At the same time, however, Putin’s address was not the unmitigated patriotic tub-thumping that might have been expected. There was, of course, some of that. But there were also echoes of “blood, sweat, toil and tears” – the oil price fall and international distrust, if not the West’s sanctions, are taking their toll. Putin also declared an amnesty for Russians prepared to repatriate their money in a probably futile attempt to stem “capital flight”. And there were other statements in another tone, that Russia wants to be open for business and that if it is circling its wagons, it is because it feels beleaguered, not because it wants either to cut itself or turn to the East.

Along with what will be seen in the West as an unconscionable defence of Crimea’s return to Russia, there was categorical recognition of Ukraine’s independence. “Every nation,” he said, “has an inalienable, sovereign right to its own path of development... Russia always has and always will respect that. This applies fully to Ukraine, the brotherly Ukrainian nation.”

There are those who will scoff at such an assurance, but it could offer a bridgehead, fragile maybe, to an eventual accommodation. If we take the tub-thumping and the warnings of austerity at face value, then we should take these words at face value, too.

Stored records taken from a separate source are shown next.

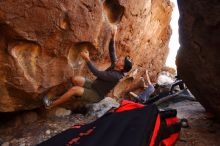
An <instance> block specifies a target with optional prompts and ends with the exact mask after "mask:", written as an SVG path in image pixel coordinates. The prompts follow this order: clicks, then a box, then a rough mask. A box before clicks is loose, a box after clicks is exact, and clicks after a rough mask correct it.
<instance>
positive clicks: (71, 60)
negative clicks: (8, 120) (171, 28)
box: [0, 0, 172, 112]
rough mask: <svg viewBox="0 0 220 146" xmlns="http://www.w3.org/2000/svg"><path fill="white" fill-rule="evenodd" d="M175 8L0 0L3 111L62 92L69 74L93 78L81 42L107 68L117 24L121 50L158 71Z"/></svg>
mask: <svg viewBox="0 0 220 146" xmlns="http://www.w3.org/2000/svg"><path fill="white" fill-rule="evenodd" d="M171 11H172V6H171V4H170V2H169V1H167V0H155V1H150V0H135V1H134V0H106V1H103V0H76V1H72V0H65V1H62V0H50V1H46V0H45V1H44V0H41V1H39V0H22V1H12V0H7V1H0V34H1V35H0V99H1V100H0V112H11V111H17V110H26V109H33V108H36V107H39V106H41V105H42V104H41V97H42V96H43V94H45V93H46V92H47V91H48V90H49V89H50V88H53V87H57V86H58V87H59V94H61V92H64V91H65V90H66V89H67V88H66V86H65V85H63V86H62V84H63V83H65V82H66V81H67V80H68V79H69V78H70V77H71V76H74V75H84V76H85V75H87V76H90V77H91V74H90V73H89V71H88V69H87V67H86V65H85V63H84V62H83V60H82V59H81V58H80V57H79V52H80V50H81V47H82V46H83V45H79V43H80V44H84V45H89V46H91V47H90V48H91V49H90V50H89V51H90V54H91V58H92V60H93V61H94V62H95V63H96V65H97V67H98V68H99V69H104V68H106V67H107V66H108V65H109V57H108V43H109V40H110V36H111V27H112V25H114V24H118V34H117V38H116V40H117V41H116V43H117V44H116V46H117V54H118V55H130V56H131V57H132V58H133V61H134V62H135V66H134V69H136V68H138V67H146V68H148V69H149V70H151V71H152V72H153V74H155V75H156V73H158V72H159V71H160V69H161V68H162V66H163V64H164V62H165V59H166V56H167V52H168V40H169V37H170V27H169V22H170V15H171ZM79 46H81V47H79ZM57 92H58V91H56V90H55V92H54V96H57V95H58V93H57Z"/></svg>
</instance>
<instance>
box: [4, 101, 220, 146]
mask: <svg viewBox="0 0 220 146" xmlns="http://www.w3.org/2000/svg"><path fill="white" fill-rule="evenodd" d="M169 107H172V108H176V109H177V110H178V117H180V118H187V119H188V122H189V125H190V127H189V128H185V129H182V131H181V136H180V138H179V140H178V141H177V143H176V146H220V138H219V137H220V131H219V129H220V124H218V123H217V122H216V121H215V120H213V118H212V117H211V116H210V114H207V113H206V112H205V110H204V108H203V107H202V106H201V105H200V104H199V103H198V102H195V101H182V102H178V103H171V104H170V105H169ZM94 119H95V118H94V117H92V116H83V115H82V114H72V115H69V116H66V117H62V118H57V117H54V118H49V119H48V118H47V119H41V120H38V121H35V122H34V123H30V124H24V125H20V126H17V127H15V126H13V125H11V124H6V125H1V128H0V139H1V141H4V145H3V146H7V145H10V146H32V145H36V144H38V143H40V142H42V141H44V140H46V139H49V138H50V137H52V136H54V135H56V134H58V133H60V132H62V131H64V130H66V129H68V128H69V127H71V126H72V125H74V124H77V123H81V124H82V123H88V122H90V121H93V120H94Z"/></svg>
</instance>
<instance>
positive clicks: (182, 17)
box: [177, 0, 220, 116]
mask: <svg viewBox="0 0 220 146" xmlns="http://www.w3.org/2000/svg"><path fill="white" fill-rule="evenodd" d="M178 5H179V10H180V20H179V25H180V29H179V32H180V45H181V47H180V50H179V52H178V56H177V70H178V73H179V75H180V76H181V77H182V78H183V79H184V81H185V82H186V85H187V86H188V87H189V89H190V91H191V92H192V93H193V94H194V95H195V97H196V98H197V99H198V100H199V101H200V102H201V104H202V105H203V106H204V107H205V108H206V109H207V110H209V111H212V112H214V113H215V114H216V115H218V116H219V115H220V114H219V113H220V90H219V89H220V59H219V55H220V49H219V46H220V36H219V35H220V1H219V0H213V1H209V0H202V1H201V0H178Z"/></svg>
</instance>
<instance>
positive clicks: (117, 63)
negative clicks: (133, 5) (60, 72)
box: [43, 31, 132, 109]
mask: <svg viewBox="0 0 220 146" xmlns="http://www.w3.org/2000/svg"><path fill="white" fill-rule="evenodd" d="M115 34H116V31H115V32H114V33H113V36H112V38H111V40H110V43H109V54H110V58H111V66H110V67H109V68H108V69H106V70H105V71H99V70H98V69H97V68H96V67H95V66H94V64H93V63H92V62H91V60H90V57H89V52H88V51H87V50H84V51H82V52H81V54H80V55H81V57H82V58H83V59H84V60H85V61H86V63H87V66H88V68H89V70H90V71H91V72H92V73H93V74H94V75H95V76H96V77H97V78H96V80H94V81H91V80H89V79H87V78H85V77H82V76H76V77H73V78H72V83H73V84H74V86H73V87H71V88H70V89H69V90H68V91H67V92H65V93H64V94H63V95H62V96H61V97H59V98H58V99H56V100H55V101H51V100H50V99H49V98H48V96H44V98H43V102H44V105H45V108H47V109H49V108H52V107H56V106H58V105H60V104H62V103H65V102H67V101H69V100H70V99H71V98H73V99H76V98H80V99H82V100H85V101H88V102H90V103H95V102H98V101H100V100H102V99H103V98H104V97H105V96H106V94H107V93H108V92H109V91H110V90H111V89H113V88H114V87H115V86H116V84H117V83H118V82H119V80H120V79H121V78H123V76H124V73H126V72H129V71H130V70H131V68H132V62H131V61H130V59H129V57H128V56H126V57H120V58H118V59H117V58H116V55H115V48H114V39H115Z"/></svg>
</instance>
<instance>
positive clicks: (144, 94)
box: [130, 70, 157, 103]
mask: <svg viewBox="0 0 220 146" xmlns="http://www.w3.org/2000/svg"><path fill="white" fill-rule="evenodd" d="M146 77H147V83H148V85H147V86H146V85H145V82H144V78H143V77H142V78H141V80H142V81H143V83H144V87H145V90H144V92H143V93H141V94H140V95H138V96H137V95H136V94H135V93H133V92H130V94H131V95H133V96H134V97H136V98H138V100H140V101H141V102H142V103H145V102H146V101H147V100H148V99H149V97H150V96H151V95H152V94H153V93H154V91H155V86H156V88H157V84H156V85H153V84H152V83H151V81H150V78H149V75H148V71H147V70H146Z"/></svg>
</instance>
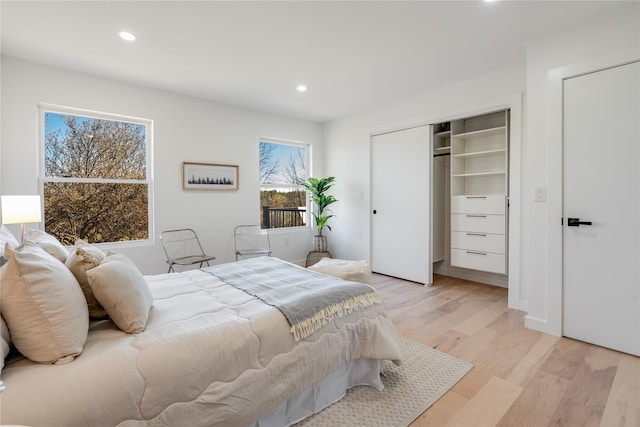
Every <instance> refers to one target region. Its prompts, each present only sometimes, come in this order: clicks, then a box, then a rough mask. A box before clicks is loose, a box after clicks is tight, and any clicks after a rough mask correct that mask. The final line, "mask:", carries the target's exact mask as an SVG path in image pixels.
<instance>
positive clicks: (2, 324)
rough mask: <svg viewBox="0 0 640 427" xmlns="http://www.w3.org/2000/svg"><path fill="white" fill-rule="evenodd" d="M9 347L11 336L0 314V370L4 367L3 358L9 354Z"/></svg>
mask: <svg viewBox="0 0 640 427" xmlns="http://www.w3.org/2000/svg"><path fill="white" fill-rule="evenodd" d="M10 348H11V336H10V335H9V328H8V327H7V324H6V323H5V321H4V318H3V317H2V316H1V315H0V356H1V357H0V372H2V368H4V358H5V357H7V354H9V349H10Z"/></svg>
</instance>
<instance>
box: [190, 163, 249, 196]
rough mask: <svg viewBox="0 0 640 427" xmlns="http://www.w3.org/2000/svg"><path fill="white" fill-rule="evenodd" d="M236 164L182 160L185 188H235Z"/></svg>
mask: <svg viewBox="0 0 640 427" xmlns="http://www.w3.org/2000/svg"><path fill="white" fill-rule="evenodd" d="M238 178H239V176H238V166H237V165H218V164H213V163H191V162H182V188H183V189H185V190H237V189H238Z"/></svg>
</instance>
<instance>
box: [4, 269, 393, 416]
mask: <svg viewBox="0 0 640 427" xmlns="http://www.w3.org/2000/svg"><path fill="white" fill-rule="evenodd" d="M247 261H250V260H247ZM243 262H245V261H243ZM264 262H279V263H282V262H283V261H279V260H277V259H268V260H266V261H264ZM290 268H296V269H301V267H298V266H295V265H293V264H291V265H290ZM215 269H216V267H209V268H205V269H202V270H191V271H187V272H182V273H170V274H161V275H156V276H147V277H146V280H147V282H148V284H149V287H150V289H151V293H152V295H153V299H154V303H153V308H152V309H151V312H150V316H149V320H148V323H147V326H146V329H145V331H144V332H142V333H140V334H136V335H130V334H126V333H124V332H122V331H120V330H118V329H117V328H116V327H115V326H114V325H113V323H112V322H110V321H100V322H95V323H92V325H91V329H90V332H89V337H88V340H87V343H86V345H85V347H84V350H83V352H82V354H81V355H80V356H79V357H77V358H76V360H75V361H73V362H72V363H69V364H65V365H40V364H36V363H33V362H31V361H29V360H27V359H25V358H22V357H19V356H17V357H13V358H10V359H7V363H6V365H5V368H4V369H3V371H2V380H3V381H4V383H5V387H6V389H5V391H4V392H2V393H1V394H0V414H1V416H0V417H1V418H0V421H1V422H2V424H23V425H30V426H39V425H47V426H54V425H59V426H86V425H92V426H114V425H120V426H138V425H163V426H164V425H167V426H168V425H190V426H218V425H220V426H229V425H234V426H242V425H249V424H251V423H254V422H255V421H256V420H257V419H259V418H260V417H263V416H265V415H266V414H269V413H271V412H272V411H273V410H274V409H275V408H277V407H279V405H282V404H283V403H284V402H286V401H288V400H289V399H291V398H292V397H293V396H296V395H298V394H299V393H301V392H302V391H304V390H307V389H309V388H310V387H311V386H313V385H314V384H316V383H318V382H320V381H321V380H322V379H323V378H324V377H326V376H327V375H329V374H331V373H334V372H337V371H338V370H339V368H343V367H345V366H347V365H348V364H349V363H350V362H351V361H356V360H359V359H372V360H394V361H396V362H397V363H399V360H400V358H401V351H400V347H399V345H398V340H397V334H396V331H395V329H394V327H393V325H392V323H391V321H390V320H389V319H388V317H387V315H386V312H385V308H384V306H383V305H382V304H375V305H371V306H369V307H366V308H363V309H361V310H357V311H352V312H349V313H345V314H344V315H343V316H341V317H338V318H336V319H333V320H332V321H331V322H329V323H327V324H325V325H324V326H322V328H320V329H319V330H317V331H316V332H314V333H312V334H311V335H309V336H307V337H306V338H304V339H303V340H301V341H299V342H296V340H295V339H294V336H293V334H292V333H291V325H289V323H288V322H287V320H286V318H285V317H284V316H283V315H282V313H281V312H280V311H279V310H278V309H277V308H275V307H273V306H271V305H268V304H265V303H264V302H263V301H261V300H260V299H258V298H256V297H254V296H252V295H249V294H248V293H246V292H245V291H242V290H240V289H238V288H236V287H234V286H231V285H230V284H227V283H225V282H223V281H222V280H220V279H219V278H217V277H216V276H215V275H213V274H210V273H211V272H215ZM309 273H310V274H311V273H312V272H309ZM313 274H318V273H313ZM372 366H373V365H372Z"/></svg>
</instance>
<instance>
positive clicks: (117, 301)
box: [87, 252, 153, 334]
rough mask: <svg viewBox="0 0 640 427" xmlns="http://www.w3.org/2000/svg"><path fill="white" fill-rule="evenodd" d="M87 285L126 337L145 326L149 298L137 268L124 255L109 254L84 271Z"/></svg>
mask: <svg viewBox="0 0 640 427" xmlns="http://www.w3.org/2000/svg"><path fill="white" fill-rule="evenodd" d="M87 278H88V279H89V286H91V290H92V291H93V294H94V295H95V297H96V299H97V300H98V302H99V303H100V304H101V305H102V306H103V307H104V308H105V310H107V313H109V317H111V320H113V323H115V324H116V326H117V327H118V328H120V329H121V330H123V331H124V332H127V333H129V334H137V333H139V332H142V331H143V330H144V328H145V326H146V325H147V319H148V318H149V311H150V310H151V306H152V305H153V298H152V297H151V291H150V290H149V285H148V284H147V281H146V280H145V278H144V276H143V275H142V273H140V271H139V270H138V267H136V266H135V264H134V263H133V262H132V261H131V260H129V258H127V257H126V256H124V255H123V254H120V253H116V252H109V253H108V254H107V257H106V258H105V259H104V261H102V262H101V263H100V265H99V266H97V267H95V268H92V269H91V270H87Z"/></svg>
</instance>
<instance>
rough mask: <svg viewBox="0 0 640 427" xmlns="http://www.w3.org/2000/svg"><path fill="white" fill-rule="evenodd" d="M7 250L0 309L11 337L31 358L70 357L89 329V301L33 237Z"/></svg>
mask: <svg viewBox="0 0 640 427" xmlns="http://www.w3.org/2000/svg"><path fill="white" fill-rule="evenodd" d="M5 255H6V256H7V259H8V262H7V264H6V265H5V266H4V269H3V271H2V277H1V278H0V279H1V280H2V286H1V287H0V291H1V296H2V300H1V301H0V312H2V317H4V320H5V321H6V322H7V326H8V327H9V331H10V332H11V341H12V342H13V344H14V345H15V346H16V348H17V349H18V351H20V353H22V354H23V355H24V356H25V357H27V358H29V359H31V360H33V361H34V362H40V363H56V364H63V363H68V362H71V361H72V360H73V359H74V358H75V356H77V355H79V354H80V353H81V352H82V349H83V347H84V344H85V341H86V340H87V333H88V330H89V312H88V310H87V301H86V300H85V299H84V295H83V294H82V290H81V289H80V286H78V282H77V281H76V279H75V277H73V274H71V272H70V271H69V269H68V268H67V267H65V266H64V264H62V263H61V262H60V261H59V260H57V259H55V258H54V257H53V256H51V255H49V254H48V253H47V252H45V251H44V249H42V248H41V247H40V246H38V245H37V244H36V243H33V242H28V241H27V242H25V243H24V244H23V245H22V246H20V247H18V248H16V249H15V250H12V249H9V248H7V251H6V254H5Z"/></svg>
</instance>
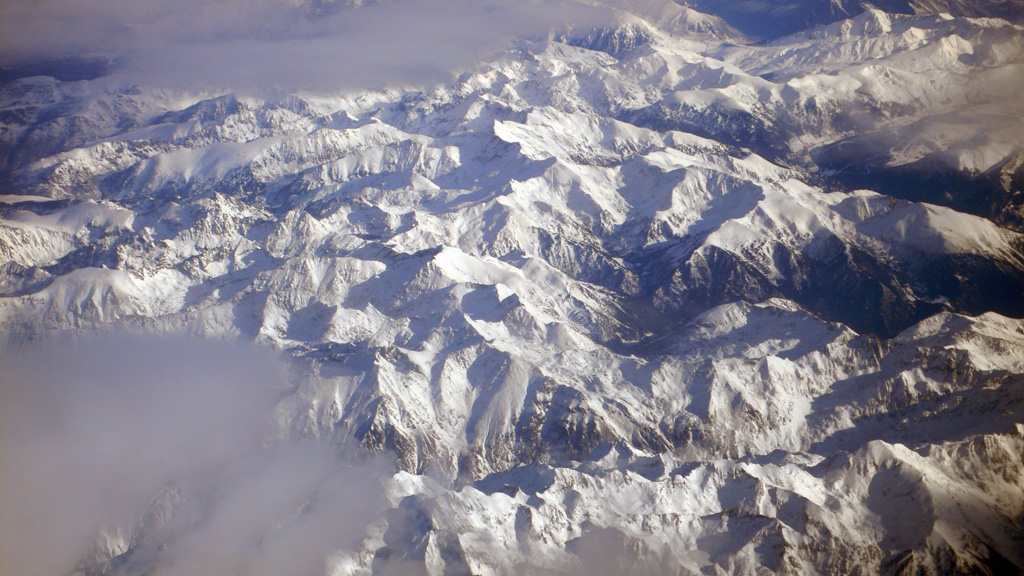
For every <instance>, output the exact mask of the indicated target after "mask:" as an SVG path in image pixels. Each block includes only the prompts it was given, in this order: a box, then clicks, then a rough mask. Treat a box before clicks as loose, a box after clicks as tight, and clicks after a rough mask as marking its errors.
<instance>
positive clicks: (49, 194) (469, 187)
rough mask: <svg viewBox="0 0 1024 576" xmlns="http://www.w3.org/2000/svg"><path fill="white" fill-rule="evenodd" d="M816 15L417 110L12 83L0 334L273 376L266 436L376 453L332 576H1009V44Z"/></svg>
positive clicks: (539, 69)
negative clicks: (243, 352) (147, 354)
mask: <svg viewBox="0 0 1024 576" xmlns="http://www.w3.org/2000/svg"><path fill="white" fill-rule="evenodd" d="M718 4H726V3H724V2H720V3H708V4H707V6H703V5H701V4H697V6H699V7H706V8H707V9H709V10H712V9H718V8H716V7H717V6H718ZM748 4H749V3H745V4H743V5H748ZM833 6H834V7H836V9H842V10H841V11H842V12H843V13H839V12H837V14H838V15H839V16H843V15H846V14H847V13H849V14H856V15H855V16H854V17H852V18H850V19H842V20H838V22H834V23H831V24H827V25H826V26H820V27H816V28H809V29H806V30H803V27H801V28H802V29H801V30H800V31H799V32H797V33H796V34H794V35H791V36H785V37H781V38H776V39H774V40H771V41H769V42H758V43H753V42H751V41H750V40H748V39H746V38H745V37H744V36H743V35H742V34H741V33H739V32H737V31H736V29H735V28H733V26H730V25H732V24H734V23H730V22H729V17H728V16H729V13H728V10H725V11H723V10H721V9H719V11H720V12H721V13H722V14H723V15H724V16H726V17H725V19H722V18H720V17H718V16H714V15H710V14H706V13H701V12H697V11H696V10H694V9H692V8H687V7H684V6H675V5H673V6H670V7H666V6H659V8H658V9H656V10H655V9H653V8H649V7H648V8H647V9H645V10H639V9H637V10H633V11H632V12H625V11H624V12H621V13H620V14H618V24H617V25H615V26H610V27H607V28H602V29H597V30H590V29H587V30H570V31H561V32H558V33H553V34H551V35H550V36H549V37H548V38H541V39H537V38H534V39H522V40H518V41H516V42H515V43H514V45H512V46H510V47H509V48H508V49H507V50H504V51H503V52H501V53H500V54H498V55H496V56H495V57H493V58H492V59H488V60H487V61H484V63H480V64H479V65H478V66H476V67H474V68H472V69H471V70H467V71H465V72H464V73H462V74H461V76H459V77H458V78H457V79H455V80H453V81H451V82H447V83H442V84H438V85H435V86H430V87H427V88H424V89H422V90H381V91H361V92H344V93H337V94H323V93H316V94H313V93H295V94H290V95H286V96H274V97H269V98H267V97H253V96H243V95H234V94H217V93H202V92H197V93H185V92H181V91H169V90H156V89H148V88H143V87H138V86H131V87H123V86H120V85H119V84H117V83H116V82H111V81H108V80H104V79H97V80H93V81H78V82H60V81H57V80H55V79H53V78H51V77H39V76H36V77H25V78H18V79H16V80H12V81H10V82H7V83H5V84H4V86H3V91H2V105H3V109H2V132H0V177H2V180H3V181H4V186H3V189H4V192H3V194H4V195H3V197H2V201H3V205H2V215H3V219H2V221H0V254H2V263H0V292H2V297H0V319H2V322H3V331H4V333H5V338H7V340H8V341H10V340H12V339H14V340H19V339H26V338H31V337H32V336H34V335H38V334H41V333H44V332H48V331H54V330H55V331H79V332H91V331H95V330H99V331H108V330H132V331H145V332H181V331H183V332H186V333H193V334H198V335H202V336H207V337H229V338H238V339H243V340H250V341H255V342H258V343H259V344H263V345H266V346H270V347H272V348H276V349H281V351H286V352H287V353H288V354H289V355H290V356H291V357H292V358H294V361H295V367H294V371H295V374H296V378H297V381H298V382H299V383H298V384H297V385H296V386H295V387H294V389H292V392H291V393H290V394H289V395H288V396H287V398H284V399H283V400H281V402H280V403H279V405H278V409H276V413H278V414H280V415H281V417H280V426H281V429H282V433H283V434H285V435H286V436H291V437H293V438H304V439H321V441H322V442H325V443H328V444H330V445H331V446H338V447H341V446H345V445H351V444H357V445H359V446H361V447H364V448H366V449H368V450H371V451H377V452H386V453H389V454H393V455H394V457H395V458H396V462H397V468H398V471H397V472H396V474H394V475H393V476H391V477H390V479H389V480H388V482H387V486H386V494H387V501H388V509H387V510H386V512H385V513H384V515H383V516H382V517H381V518H380V519H378V521H376V522H375V523H373V524H371V525H369V526H368V527H367V528H366V530H365V532H366V536H365V538H364V539H362V541H361V544H360V547H359V548H358V549H353V550H347V551H345V552H344V553H339V554H336V556H334V557H332V558H331V559H328V571H329V572H330V573H332V574H350V573H351V574H371V573H372V574H399V573H400V574H406V573H426V574H550V573H587V574H593V573H607V574H626V573H650V574H722V573H727V574H764V573H773V574H852V573H859V574H879V573H884V574H1017V573H1020V572H1021V571H1022V570H1024V554H1022V551H1021V550H1024V525H1022V523H1024V461H1022V456H1021V455H1022V453H1024V320H1021V318H1022V317H1024V188H1022V182H1024V100H1022V99H1021V98H1020V93H1021V91H1020V90H1021V88H1022V87H1024V80H1022V79H1024V28H1021V27H1020V26H1018V25H1016V24H1013V23H1011V22H1008V20H1006V19H999V18H996V17H992V18H968V17H959V16H955V17H954V16H951V15H948V14H916V15H912V14H909V15H908V14H897V13H889V12H883V11H880V10H878V9H873V8H872V9H867V10H866V11H865V10H852V9H847V8H845V7H844V6H842V5H840V4H838V3H833ZM914 6H916V5H914ZM883 7H885V6H883ZM979 9H980V8H979ZM1008 9H1009V8H1008ZM936 10H937V9H936ZM899 11H918V12H925V11H930V10H924V9H916V8H914V10H899ZM858 12H859V13H858ZM968 15H977V14H974V13H970V14H968ZM994 15H1004V14H1001V12H998V13H994ZM837 17H838V16H837ZM831 19H836V18H829V19H828V22H830V20H831ZM809 22H811V23H812V24H813V23H817V22H818V19H814V18H812V19H811V20H809ZM748 32H749V31H748ZM867 189H871V190H867ZM179 499H184V500H187V499H188V495H187V494H184V495H182V496H180V498H179ZM155 502H157V503H155V504H154V505H158V503H160V502H163V501H162V500H159V499H158V500H155ZM160 505H164V504H160ZM168 506H169V508H168V509H171V508H174V506H171V505H168ZM165 511H166V510H165ZM167 513H169V515H170V516H173V510H172V511H170V512H167ZM297 513H300V515H301V513H303V512H302V511H301V510H300V511H299V512H297ZM157 517H161V518H163V517H162V516H161V515H157ZM157 517H154V516H153V513H150V515H148V516H147V517H146V518H147V519H150V520H147V521H146V522H151V521H152V522H162V521H159V520H153V519H154V518H157ZM146 522H140V524H139V526H147V524H146ZM152 522H151V524H152ZM285 526H287V524H286V525H285ZM188 529H189V528H187V527H185V528H182V530H188ZM151 533H153V532H152V531H148V532H147V531H145V530H142V529H137V531H136V532H133V533H130V534H129V535H128V536H126V537H125V540H124V541H123V542H122V543H121V544H118V545H112V546H110V547H109V548H108V549H106V551H104V552H102V553H99V554H98V557H97V559H95V560H92V561H90V562H87V563H85V564H83V565H81V568H82V570H84V571H85V572H87V573H96V572H104V571H110V570H114V571H120V572H124V573H134V572H135V571H138V572H148V571H151V570H153V565H152V564H147V562H157V563H159V562H161V561H160V558H161V554H172V553H173V552H172V551H170V552H168V551H167V549H168V546H169V547H170V549H171V550H173V543H171V544H168V543H167V542H165V541H156V540H155V538H156V537H153V536H148V537H147V536H146V534H151ZM147 538H148V540H147ZM133 550H135V551H138V550H142V551H144V552H145V553H142V552H138V553H135V554H134V556H132V551H133ZM147 554H150V556H147ZM129 557H131V558H129ZM151 557H152V558H151ZM139 558H144V559H150V560H146V562H142V561H140V560H138V559H139ZM118 559H121V562H118ZM126 559H127V560H126ZM133 559H134V560H133ZM154 559H155V560H154ZM158 566H159V564H158Z"/></svg>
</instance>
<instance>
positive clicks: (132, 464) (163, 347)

But here is strange development. The western view of Putin as an all-powerful tsar is suddenly being revised, by some of the very same people once most wedded to it. Putin’s position could be weakened, they say, from an emboldened nationalist current frustrated that he is not fighting for the rest of Ukraine, and/or from those fearful for their living standards. Indeed it could – and the danger presented by an unstable Russia would be infinitely greater than that presented by a Russia cognisant of its weakness and a leader who recognises, perhaps reluctantly, the limits  of his power.